For my witches cabinet...I wired about twenty different colored leds on 12vdc. When I put colored bottles on the shelf...the give off a radiant glow....as if the juice itself is illuminating the jar. For a large jar...I don't expect the same result. But whatever makes it look most radioactive would be best.


----------



## Spookie (Aug 26, 2008)

I don't have any experience working with EL wire but know what it is. Two years ago I got an introduction to it when I bought these great flashing eyes from QVC that used that technology. I did some research back then thinking maybe a project down the road. Haven't pursued it yet. Here's a page to OmniKits.com that also sells the EL wire. Maybe they can help out or point you in a good direction. I think the EL wire would be a great use for what you had in mind. Where would you place the batteries? In the lid or behind the brain? The EL stuff on OmniKits is at the bottom of the page, but maybe there's something else on their site that might be interesting.

http://www.omnikits.com/phpstore/index.php?action=category&id=12&subid=119


----------



## Spookie (Aug 26, 2008)

DarkLore, found a tutuorial involving the use of EL wire that I had kept in my resource file. Hope this helps you out. Glad his site is still up. Page 3 of SpookyBlue's tutuorial starts prepping the EL wire.

http://www.spookyblue.com/projects/el-sign/


----------



## Spookie (Aug 26, 2008)

BTW going in a different and simpler route, in the past when I've wanted to illuminate a heart or brain in a jar, I've used Pumpkin Lights, the Rainbow version where you can select a solid color. Used the PL either from above, concealed in the lid when possible, or at the bottom of the jar by placing it underneath the clear glass container. I would either build a fake base to the jar with a styrofoam ring (light in the middle) or hide it in some other fashion. They work great on batteries or if you need to run it for a long-running haunt like every night for several weeks, they also sells an inexpensive matching wall wort for it on their site. I probably have about a dozen or more of them in the rainbow and yellow versions. I love these lights for pumpkins or using with props.

If you try this route I would suggest using some white tissue wrapping paper on top of the light to help hide the bulbs and disperse the light more uniformly.

As for the sanitizer gel, I'd go really cheap and see what Dollar Tree sells in big jars. Look in the hair care section--I'm thinking more along the lines of hair gel that's clear or even colored.

Don't know how much time or money you want to put into this project this year so hopefully something will work out for you. Good luck and please post what you end up doing.


----------



## DarkLore (Jan 25, 2009)

Thanks for the information Spookie. I'll read through it. As for the battery space...there is quite a bit of room inside the case to the zombie mind control prop. I have it wired up with two electrical outlets in the back. Other than that, most of it is surface mounted. The eye movement is all housed in the space directly behind the eye.

I can't put anything directly under the brain jar without adding a whole level under the prop. The wood is about an inch thick. Under the brain jar is a hole which serves two purposes. 

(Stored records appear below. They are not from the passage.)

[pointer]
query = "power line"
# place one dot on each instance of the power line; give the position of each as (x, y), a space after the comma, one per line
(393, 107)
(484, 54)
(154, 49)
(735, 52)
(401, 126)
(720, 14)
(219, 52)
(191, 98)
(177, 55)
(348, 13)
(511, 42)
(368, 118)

One...it stabilizes the jar. The brain is molded around a long bolt. I fed the bolt through the bottom of the jar with nuts and rubber washers on both sides...sealing it to hold liquid without leaking. The end of the bolt with the nut, fit into that hole. This prevents it from wiggling or moving.

Two...if it does leak, the water will flow out that bottom hole, or out the lowest point of the case, which is still lower than any of the ac wiring.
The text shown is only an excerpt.